Am Ende der kleinen Führung durch das verwinkelte Heim zeigt Heidi Schätzle die kleine Baustelle, auf der der Hausmeister im Begriff ist, einen neuen Kaninchenstall zu bauen. Schleppend geht das Projekt vor allem voran, weil es mühsam sei, allein sowohl den Beton zu mischen als auch zu mauern. Helfende Hände sind hier also auf der Baustelle, aber auch bei allen Projekten willkommen. In Absprache mit dem Tierheim lassen sich auch eigene Projekte umsetzen.
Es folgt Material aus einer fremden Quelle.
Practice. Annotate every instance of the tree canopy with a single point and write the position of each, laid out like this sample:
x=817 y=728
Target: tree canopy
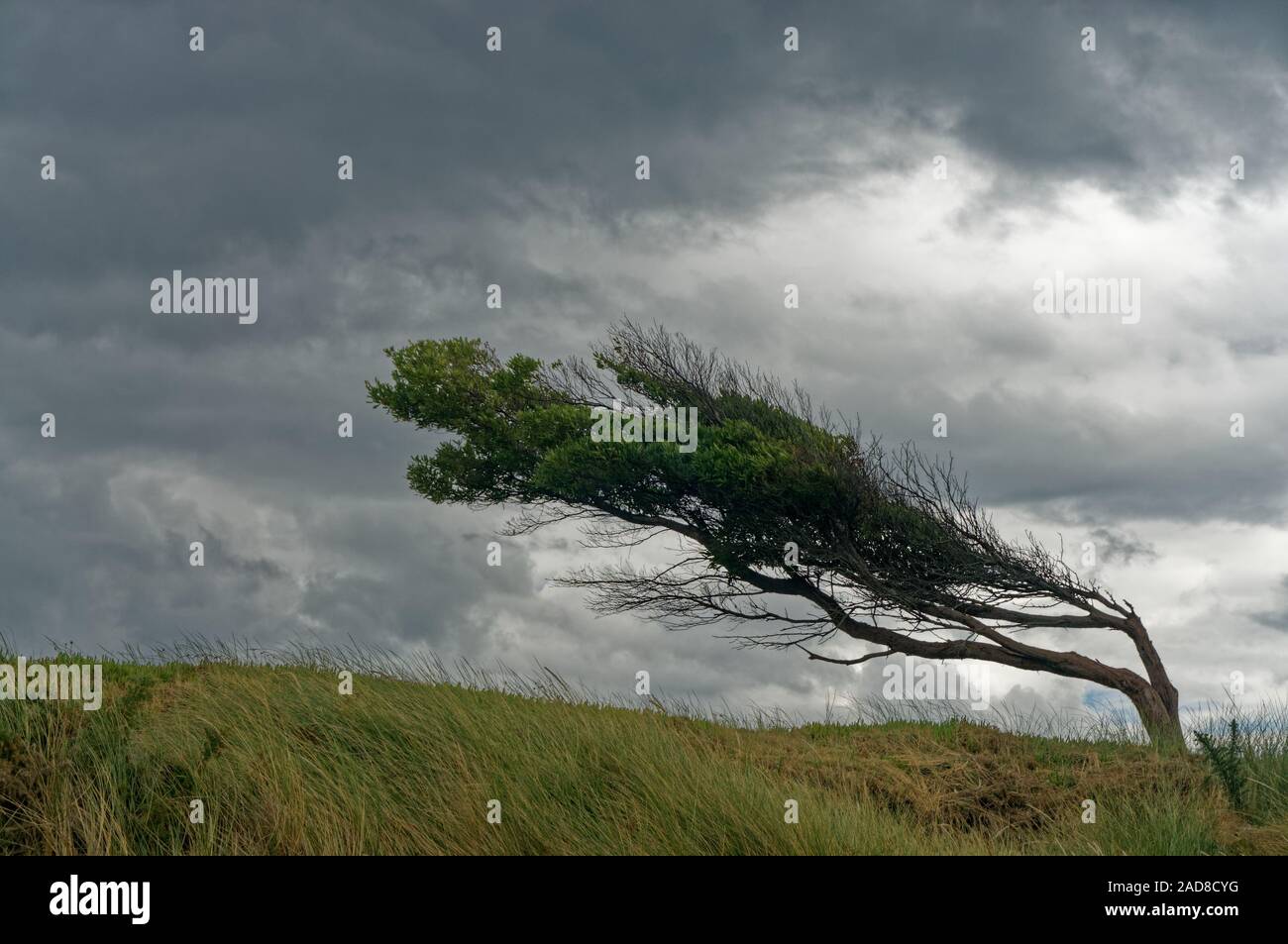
x=795 y=527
Andere Aufgaben im Tierheim erfordern dann doch mehr Expertise: „Dinge wie der Nacht- und Notdienst brauchen halt eine gewisse Einarbeitung und auch Erfahrung. Das kann man dann eigentlich erst richtig nach einem Jahr.“

Wer sich also angesprochen fühlt und sich gerne einbringen möchte, kann sich per E-Mail an das Tierheim wenden, sollte aber etwas Geduld mitbringen. Denn einen klar strukturierten Tagesablauf hat es hier laut der Leiterin noch nie gegeben. „Könnte aber gefährlich sein, hier was zu machen“, fügt sie hinzu und streichelt Idefix auf ihrem Schoß, „so bin ich nämlich auch hierher gekommen. Ich habe während meines Studiums auch ein Mal einen Vogel vorbeigebracht, und bin dann hier hängen geblieben.“ In die Zukunft blicken Heidi Schätzle und Andrea Doll ohne Zweifel positiv, trotz Energiekrise. Idefix und seine tierischen Mitbewohner müssen sich um ihr warmes, wohliges Zuhause keine Sorgen machen.